I have purposely avoided writing posts about blogging tips until I felt more comfortable with my own blogging. Basically, building some credibility before making any claims is a quality I like to maintain. At a minimum, I owe you, the reader, that much.
However, having written my first post in July, 2010, and observing a natural evolution to the posts I share, I felt it was a fairly good time to offer a few tips for bloggers - particularly bloggers who write about education.
Here are a few tips that I find very useful and, I believe, would help enhance your own blogging experience.
Tip 1: If you write a post that is list based, keep the list fairly short.
Lists are popular blog subjects. Some of my most popular posts are suggestion lists. However, if you are going to share a list of suggestions, keep the list fairly short. My rule of thumb is to keep my lists no longer than five items. If more are needed, break the post up into a two or three part series.
Related to the above item, if someone is inclined to subscribe to your blog, they are also probably reading many others. Respect their time and write short enough posts for them to read somewhat quickly. Blog posts that exceed the 400-500 word mark risk losing the reader looking for quicker bursts of wisdom and inspiration.
Tip 2: Use the drafts function.
I try to publish between 5-7 posts a week. In order to do so, I need to take advantage of bursts of inspiration. Since I do not have unlimited time to write out every idea that pops into my head, I employ the draft function almost daily.
The draft function is the method to save your posts before publishing them. My "drafting" usually begins away from the computer with jotting down ideas in my Moleskine journal. Once I have a chance to sit at a computer, I will give my post a title (usually changes before publishing) and I write a few notes in the body of the post that will remind me of the larger concept I came up with. Sometimes, when I have a chance to write the actual posts, I can draft two or three, do a quick edit check, and then set the posts to publish on a schedule or, if I am happy with the post, publish it on the spot.

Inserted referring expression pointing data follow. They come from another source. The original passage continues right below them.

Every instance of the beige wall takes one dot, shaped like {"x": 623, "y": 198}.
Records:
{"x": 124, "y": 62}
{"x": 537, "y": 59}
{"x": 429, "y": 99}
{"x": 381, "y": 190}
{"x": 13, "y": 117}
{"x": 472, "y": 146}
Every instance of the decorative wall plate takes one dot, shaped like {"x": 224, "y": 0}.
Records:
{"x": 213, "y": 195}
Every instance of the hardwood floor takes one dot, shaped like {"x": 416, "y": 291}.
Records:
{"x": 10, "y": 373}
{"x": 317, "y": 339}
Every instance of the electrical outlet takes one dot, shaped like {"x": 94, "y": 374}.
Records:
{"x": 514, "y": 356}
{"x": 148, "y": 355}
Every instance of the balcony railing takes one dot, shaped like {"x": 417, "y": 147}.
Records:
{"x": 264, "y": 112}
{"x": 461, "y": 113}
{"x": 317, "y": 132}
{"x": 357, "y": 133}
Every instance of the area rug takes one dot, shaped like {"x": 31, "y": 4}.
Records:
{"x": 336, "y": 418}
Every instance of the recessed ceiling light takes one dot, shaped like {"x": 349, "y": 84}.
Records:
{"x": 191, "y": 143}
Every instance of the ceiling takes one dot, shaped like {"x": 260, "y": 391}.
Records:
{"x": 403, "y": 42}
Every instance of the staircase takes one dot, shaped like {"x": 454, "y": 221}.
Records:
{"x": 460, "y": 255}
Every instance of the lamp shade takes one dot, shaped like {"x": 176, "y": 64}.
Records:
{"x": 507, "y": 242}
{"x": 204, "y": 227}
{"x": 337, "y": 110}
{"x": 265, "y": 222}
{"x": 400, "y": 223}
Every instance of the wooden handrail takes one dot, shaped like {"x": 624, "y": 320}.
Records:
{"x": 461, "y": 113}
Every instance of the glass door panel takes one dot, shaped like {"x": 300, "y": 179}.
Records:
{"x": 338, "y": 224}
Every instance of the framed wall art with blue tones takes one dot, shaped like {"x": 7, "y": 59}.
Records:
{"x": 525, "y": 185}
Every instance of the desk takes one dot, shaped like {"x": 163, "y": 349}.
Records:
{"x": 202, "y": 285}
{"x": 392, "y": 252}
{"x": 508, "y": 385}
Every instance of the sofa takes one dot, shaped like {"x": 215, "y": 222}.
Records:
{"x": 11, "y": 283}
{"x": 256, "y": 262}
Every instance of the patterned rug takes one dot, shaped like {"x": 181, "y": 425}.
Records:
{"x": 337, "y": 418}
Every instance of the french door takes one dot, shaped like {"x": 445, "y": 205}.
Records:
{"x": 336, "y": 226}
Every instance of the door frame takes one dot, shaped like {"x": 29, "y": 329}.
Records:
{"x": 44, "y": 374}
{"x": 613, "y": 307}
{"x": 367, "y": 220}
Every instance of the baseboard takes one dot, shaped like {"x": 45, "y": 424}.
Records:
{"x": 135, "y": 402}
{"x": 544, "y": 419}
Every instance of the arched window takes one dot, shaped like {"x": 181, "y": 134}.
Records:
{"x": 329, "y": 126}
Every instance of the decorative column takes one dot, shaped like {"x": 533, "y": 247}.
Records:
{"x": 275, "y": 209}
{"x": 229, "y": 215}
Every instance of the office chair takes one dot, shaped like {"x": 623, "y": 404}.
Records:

Tip 3: Keep it professional.
How many educators have received some bad PR for writing in their blog personal and defamatory comments? Not only do those educators hurt themselves, they damage the image of the profession in the public's eye. I am not saying yo do not have a right to your opinion, but if yo choose to share it, you need to be prepared to accept the feedback/consequences of sharing.
My advice is if you are going to write about your profession, keep it professional.
Tip 4: Publish or perish
Many bloggers are very concerned about building an audience. Honestly, I can see page view stats, but I have no idea of how many people actually visit here regularly or would be upset if suddenly I stop writing. My focus is on sharing my insights and, hopefully, helping someone looking to improve their art.
However, if you want a bigger audience, you need to publish frequently. Infrequent or unpredictable posting will hurt your efforts to gain a solid following.
If you want more visitors, write and publish more often.
Tip 5: Quality Over Quantity
My final tip in this post is related to Tip 4. While publishing more often will help you gain more visitors, putting quantity over quality is a sure way to lose your solid base. People invest time visiting your blog. They do not want it wasted. That is not to say that every post must be a best seller, but posting for the sake of posting is a bad idea.
You reap what you sow. Therefore, if you want to develop a quality blog that has loyal followers, quality is always better than quantity.